Segunda-Feira, 19 de maio de 2025

Postado às 08h45 | 19 Mai 2025 | redação Desvendando o sono: Pesquisadores descobrem rastros cerebrais dos sonhos lúcidos

Crédito da foto: Reprodução Pesquisa revela como a consciência pode surgir mesmo durante o sono profundo

Por Paiva Rebouças / Especial UFRN

Durante séculos, sonhar foi como assistir a um filme sem controle remoto. Mas existe uma exceção: os sonhos lúcidos. Neles, a pessoa percebe que está sonhando e, às vezes, interfere no enredo. Uma equipe com 18 cientistas internacionais, entre eles Sidarta Ribeiro e Sérgio Mota-Rolim, do Instituto do Cérebro (ICe/UFRN), decidiu investigar o que acontece no cérebro nesse momento raro.

O grupo reuniu dados elétricos coletados durante o sono, registrados em pesquisas conduzidas na Holanda, Alemanha, Suíça, Itália, Reino Unido, Estados Unidos e Brasil. O estudo, publicado na JNeurosci, analisou 43 sessões com 26 participantes que sabiam identificar o instante de lucidez em seus sonhos.

Os cientistas localizaram os rastros da consciência durante o sono. Quando o cérebro “acorda” dentro do sonho, a atividade elétrica muda de padrão. As conexões entre áreas distantes se intensificam, como se diferentes setores de uma cidade passassem a se falar por linhas diretas. As faixas de frequência alfa (entre 8 e 12 hertz) e gama baixa (de 30 a 36 hertz) ganharam força em termos de conectividade.

Já a atividade beta (de 12 a 30 hertz), que regula percepção e movimento, diminui em certas áreas do hemisfério direito, especialmente nas regiões ligadas à noção do corpo. No instante em que a pessoa percebe que está sonhando, uma área chamada precuneus fica mais ativa — essa região é fundamental para a memória e a autoconsciência. Comparado ao estado de vigília, o cérebro lúcido desacelera sua atividade elétrica em boa parte do espectro, variando entre 8,78 e 45 hertz. Em outras palavras, o sonho lúcido parece ter sua própria assinatura cerebral distinta.

Em vez de seguir um caminho fechado, os cientistas optaram por explorar os dados de forma ampla. Investigaram todas as frequências cerebrais, analisaram diferentes regiões do cérebro e compararam o estado lúcido com o sono REM (Rapid Eye Movement, ou Movimento Rápido dos Olhos) comum e com a vigília. Essa estratégia revelou detalhes que escaparam a estudos anteriores.

Parte das pesquisas passadas atribuiu certos padrões cerebrais à lucidez, mas na verdade captavam interferências causadas por movimentos involuntários dos olhos. Esses pequenos espasmos geram picos elétricos nos registros — parecidos com estalos em um disco de vinil. Para evitar essas distorções, a equipe desenvolveu um protocolo inédito de limpeza de dados, em três etapas, que funcionou mesmo com poucos sensores. Isso permitiu reunir dados coletados com equipamentos diferentes, em vários países, e transformá-los em um único conjunto coerente para análise.

 

Pesquisa mostra que o cérebro pode reorganizar suas conexões

O Eletroencefalograma (EEG), aparelho usado na pesquisa, registra a atividade elétrica cerebral por meio de sensores no couro cabeludo. Os dados vieram de diferentes tipos de equipamentos. Cada participante, ao perceber que estava sonhando, movia os olhos duas vezes para cada lado — um gesto conhecido como LRLR (Left-Right-Left-Right ou Esquerda-Direita-Esquerda). Esse movimento funciona como um farol: avisa aos cientistas que o cérebro entrou no modo consciente.
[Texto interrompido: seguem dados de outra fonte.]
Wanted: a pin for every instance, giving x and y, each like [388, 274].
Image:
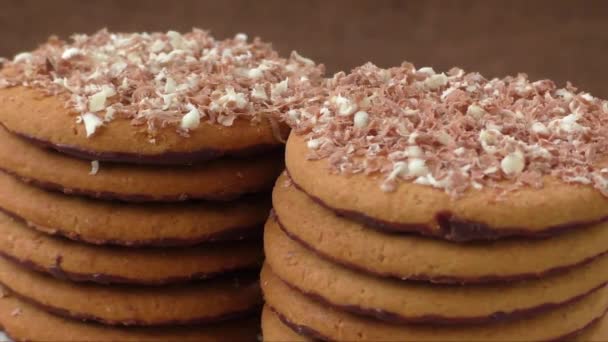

Para garantir que os dados não fossem confundidos com ruídos ou artefatos, os autores criaram um protocolo em três etapas. Aplicaram um filtro para ruído elétrico, uma reconstrução dinâmica que detecta e corrige anomalias e, por fim, uma projeção que separa sinais reais dos falsos. O sistema funcionou mesmo em gravações com poucos sensores.

Esse é o maior conjunto de dados sobre esse tipo de sonho já analisado com EEG. A pesquisa mostra que o cérebro pode reorganizar suas conexões de forma consciente mesmo durante o sono profundo. O estudo contribui para entender como surgem processos como a percepção do eu e o controle intencional em estados alterados de consciência. Abre novas possibilidades para pesquisas com meditação, substâncias psicodélicas, anestesia e no tratamento de distúrbios como os pesadelos recorrentes.